Bronx teens inspired to offer ‘disconnected youth’ hope in their communities

The Renaissance Youth Council is launching a campaign to encourage young people to get involved in their communities.
The Renaissance Youth Council is launching a campaign to encourage young people to get involved in their communities. Photo Credit: NBC / Newsmakers

When 13-year-old Elijah Olivo aged out of after-school programs, he didn’t think he had anything to fill his new free time.

“I just found myself not knowing what to do,” he said. “I would just go to the store, act a fool, or just go out with my friends, go to the park and just chill for the rest of the day, having nothing to do.”

That was until he found the Renaissance Youth Center in Morrisania, the Bronx. Through the center’s music programs and Renaissance Youth Council — which promotes positive change in the community through participation in community board and local police precinct meetings and actions like cleaning up local parks — Olivo says he now has a sense of responsibility and commitment that keeps him coming back to the center.

The youth council, of teens and young adults ages 13 to 24, is now on a mission to help people like them find opportunities to get involved with their communities when after-school programs are no longer an option.

“There are 1.5 million youth in the five boroughs. Many of them are not connected to anything,” said Bervin Harris, the CEO of the Renaissance Youth Center, which he co-founded in 2001.

At a meeting Monday evening, seven members of the youth council brainstormed how to present and execute their campaign to “connect disconnected youth.” Settling on the campaign name “Youth Connect: Journey to Unity Tour,” the group will host events in parks in each borough this summer to energize youth and ideally get them thinking about how they can better engage with their communities.

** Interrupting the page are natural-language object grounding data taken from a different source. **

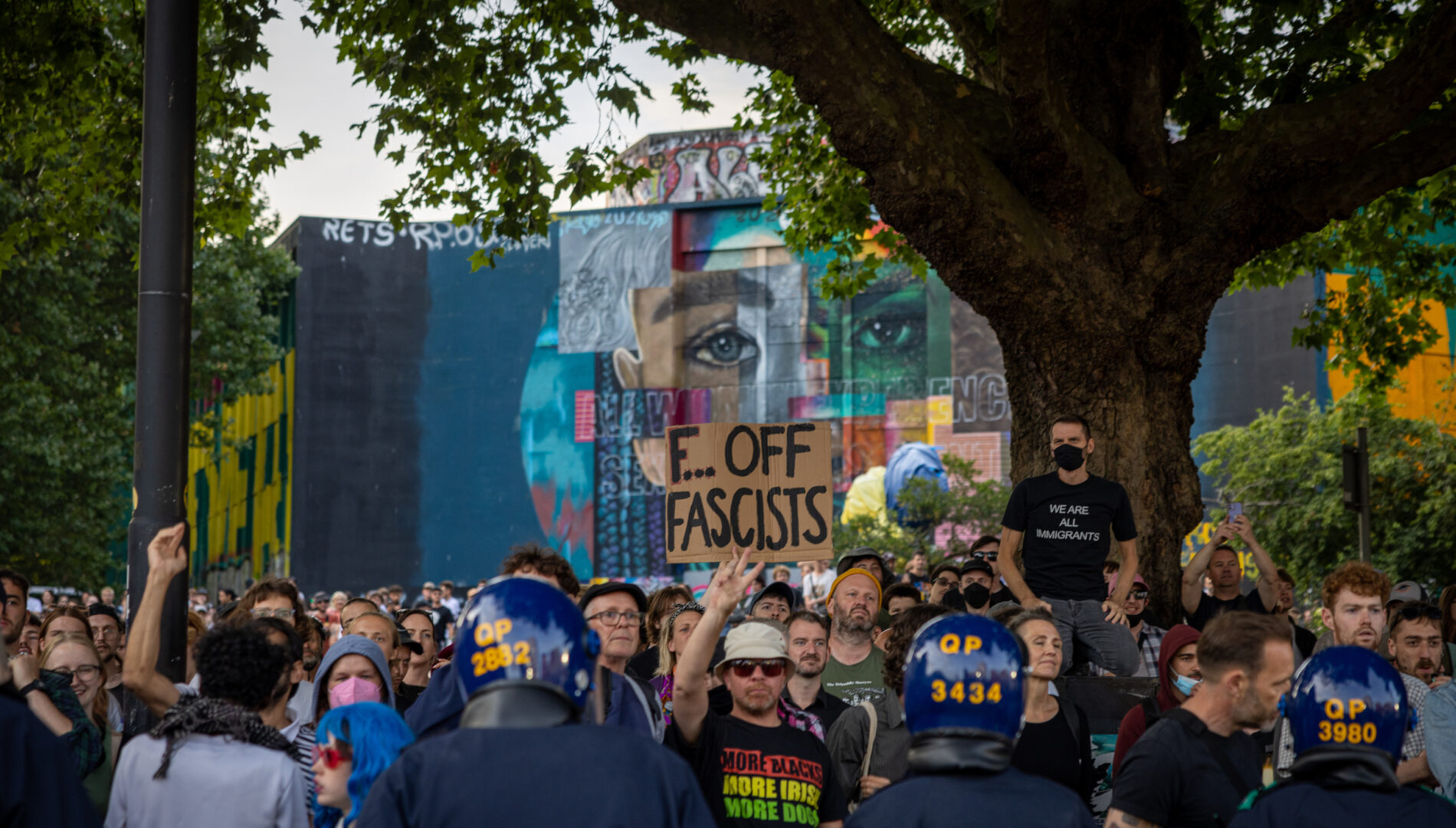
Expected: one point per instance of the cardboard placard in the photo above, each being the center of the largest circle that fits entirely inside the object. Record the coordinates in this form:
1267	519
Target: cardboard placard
766	486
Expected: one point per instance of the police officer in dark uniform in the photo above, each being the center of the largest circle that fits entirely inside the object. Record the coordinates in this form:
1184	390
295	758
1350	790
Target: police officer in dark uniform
964	708
1349	715
522	755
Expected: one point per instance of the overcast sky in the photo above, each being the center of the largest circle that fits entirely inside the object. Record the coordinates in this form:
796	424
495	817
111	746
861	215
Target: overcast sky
312	92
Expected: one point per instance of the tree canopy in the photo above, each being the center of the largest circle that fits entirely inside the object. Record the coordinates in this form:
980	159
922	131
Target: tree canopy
1286	470
71	77
1088	176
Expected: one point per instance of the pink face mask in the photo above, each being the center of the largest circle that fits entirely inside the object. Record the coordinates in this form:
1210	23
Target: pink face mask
353	690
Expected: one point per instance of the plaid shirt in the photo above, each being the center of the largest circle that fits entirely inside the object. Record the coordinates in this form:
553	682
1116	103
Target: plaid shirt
1150	643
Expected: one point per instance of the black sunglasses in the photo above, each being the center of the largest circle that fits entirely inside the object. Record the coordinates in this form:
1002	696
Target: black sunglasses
743	668
1412	613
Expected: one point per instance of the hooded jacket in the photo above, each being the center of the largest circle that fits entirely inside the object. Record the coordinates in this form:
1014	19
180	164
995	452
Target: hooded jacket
351	646
1135	724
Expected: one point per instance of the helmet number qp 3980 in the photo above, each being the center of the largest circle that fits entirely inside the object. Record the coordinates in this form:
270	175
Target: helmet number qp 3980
967	693
1352	734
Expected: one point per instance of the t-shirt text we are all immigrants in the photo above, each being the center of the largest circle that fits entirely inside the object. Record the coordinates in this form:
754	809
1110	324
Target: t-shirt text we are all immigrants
1067	532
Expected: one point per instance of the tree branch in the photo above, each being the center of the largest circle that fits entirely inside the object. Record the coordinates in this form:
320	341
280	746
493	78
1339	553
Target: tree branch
1394	163
970	38
1340	126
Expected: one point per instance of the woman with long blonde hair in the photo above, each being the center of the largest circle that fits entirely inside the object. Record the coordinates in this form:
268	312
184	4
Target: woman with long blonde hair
66	690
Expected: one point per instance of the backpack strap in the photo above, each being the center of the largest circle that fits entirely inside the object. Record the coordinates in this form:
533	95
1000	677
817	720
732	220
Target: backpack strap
870	751
870	742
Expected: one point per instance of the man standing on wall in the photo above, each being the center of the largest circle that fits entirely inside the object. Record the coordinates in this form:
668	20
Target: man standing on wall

The youth council plans to provide resources to help teens either get involved with local programs and centers or help them start their own youth councils, all with the goal of giving them opportunities like the ones Renaissance offers them.

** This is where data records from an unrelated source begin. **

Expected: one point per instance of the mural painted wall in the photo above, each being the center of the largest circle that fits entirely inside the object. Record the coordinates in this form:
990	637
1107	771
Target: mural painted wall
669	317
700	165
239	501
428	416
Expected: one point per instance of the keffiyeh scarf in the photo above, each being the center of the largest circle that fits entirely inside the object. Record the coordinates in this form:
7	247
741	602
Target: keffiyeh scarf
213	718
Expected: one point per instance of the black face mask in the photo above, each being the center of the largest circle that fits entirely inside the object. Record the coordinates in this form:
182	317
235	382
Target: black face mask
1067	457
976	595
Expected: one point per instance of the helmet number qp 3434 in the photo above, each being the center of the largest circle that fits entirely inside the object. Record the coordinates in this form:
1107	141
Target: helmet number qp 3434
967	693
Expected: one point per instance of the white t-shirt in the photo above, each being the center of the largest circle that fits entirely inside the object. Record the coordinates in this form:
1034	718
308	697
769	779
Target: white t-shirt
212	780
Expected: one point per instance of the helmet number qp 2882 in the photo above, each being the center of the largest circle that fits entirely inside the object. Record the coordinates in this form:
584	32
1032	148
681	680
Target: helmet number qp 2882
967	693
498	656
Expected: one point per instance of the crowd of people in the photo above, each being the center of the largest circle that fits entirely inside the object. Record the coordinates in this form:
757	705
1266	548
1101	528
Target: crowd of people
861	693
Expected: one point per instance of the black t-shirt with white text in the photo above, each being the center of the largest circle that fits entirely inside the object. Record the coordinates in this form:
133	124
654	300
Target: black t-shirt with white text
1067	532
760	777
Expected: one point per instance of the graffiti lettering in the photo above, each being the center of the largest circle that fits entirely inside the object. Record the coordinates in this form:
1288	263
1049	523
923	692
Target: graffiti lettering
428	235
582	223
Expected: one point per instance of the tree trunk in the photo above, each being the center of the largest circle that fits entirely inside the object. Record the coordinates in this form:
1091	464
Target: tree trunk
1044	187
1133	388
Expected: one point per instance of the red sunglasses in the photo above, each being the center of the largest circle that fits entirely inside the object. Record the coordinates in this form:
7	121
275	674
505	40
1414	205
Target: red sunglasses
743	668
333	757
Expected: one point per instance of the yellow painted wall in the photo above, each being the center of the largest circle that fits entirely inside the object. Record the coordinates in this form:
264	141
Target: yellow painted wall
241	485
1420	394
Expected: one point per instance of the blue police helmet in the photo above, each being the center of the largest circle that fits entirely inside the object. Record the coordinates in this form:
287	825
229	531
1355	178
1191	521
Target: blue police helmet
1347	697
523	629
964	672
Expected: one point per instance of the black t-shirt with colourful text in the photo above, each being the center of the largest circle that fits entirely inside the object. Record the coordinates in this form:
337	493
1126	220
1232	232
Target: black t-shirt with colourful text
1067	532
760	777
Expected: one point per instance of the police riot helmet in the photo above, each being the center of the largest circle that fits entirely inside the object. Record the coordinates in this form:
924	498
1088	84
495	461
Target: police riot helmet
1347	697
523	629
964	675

Involvement with the youth council has shown 16-year-old Beatrice Cardona, of Mott Haven, that she has the power to influence and help people around her.

“Being here gave me a purpose, which was to give back to my community and to spread messages of peace and unity,” she said.

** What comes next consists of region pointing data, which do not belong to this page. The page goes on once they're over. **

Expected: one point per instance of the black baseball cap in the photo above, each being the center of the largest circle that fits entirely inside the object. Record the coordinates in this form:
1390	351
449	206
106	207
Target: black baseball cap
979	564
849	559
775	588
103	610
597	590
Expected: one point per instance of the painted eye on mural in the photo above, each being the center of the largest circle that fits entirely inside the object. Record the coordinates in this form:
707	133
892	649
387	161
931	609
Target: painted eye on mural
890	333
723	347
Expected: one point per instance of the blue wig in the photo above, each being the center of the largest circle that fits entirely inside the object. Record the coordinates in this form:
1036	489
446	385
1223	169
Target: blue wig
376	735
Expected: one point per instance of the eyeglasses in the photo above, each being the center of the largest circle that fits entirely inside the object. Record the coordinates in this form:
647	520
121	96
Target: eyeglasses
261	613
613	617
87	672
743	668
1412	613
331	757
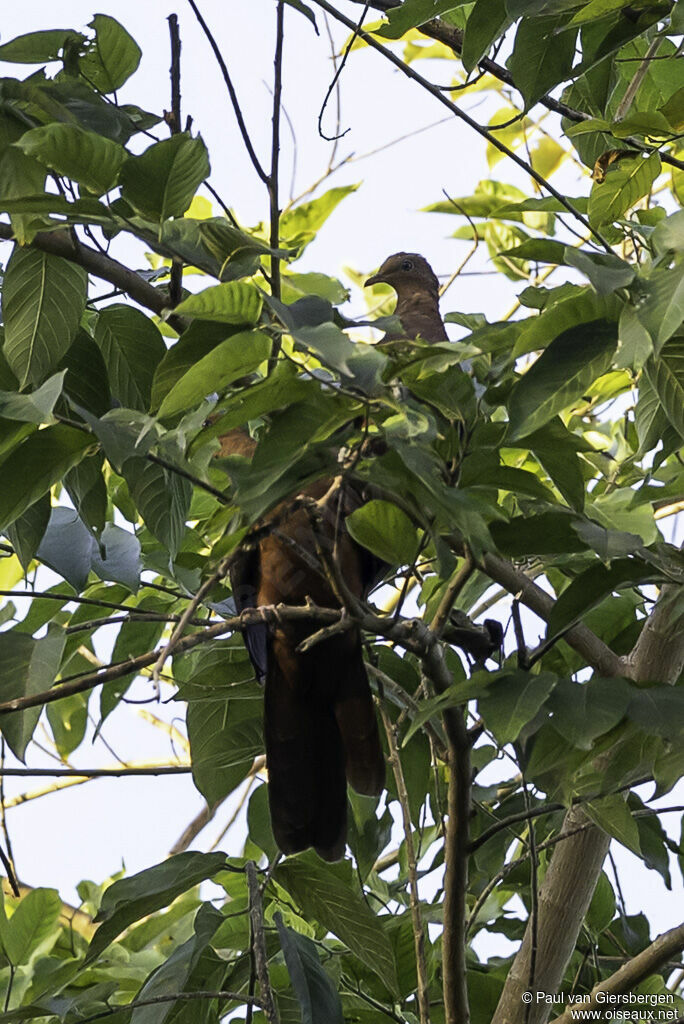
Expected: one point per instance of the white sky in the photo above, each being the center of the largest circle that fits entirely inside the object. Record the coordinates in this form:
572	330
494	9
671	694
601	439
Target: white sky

By getting teens more involved in their individual communities, the youth council hopes to spread positivity for young people across the city.

“It’s pushing the potential out of them to be the next political leaders, to be the next great artist, to be the next inspiration or role model to the younger generation that feels like they don’t have hope,” council member Damarilee Alvarado, 21, of Morris Park, said.

The dates of the youth council’s tour are not officially set, but will likely start in mid-July, Harris said.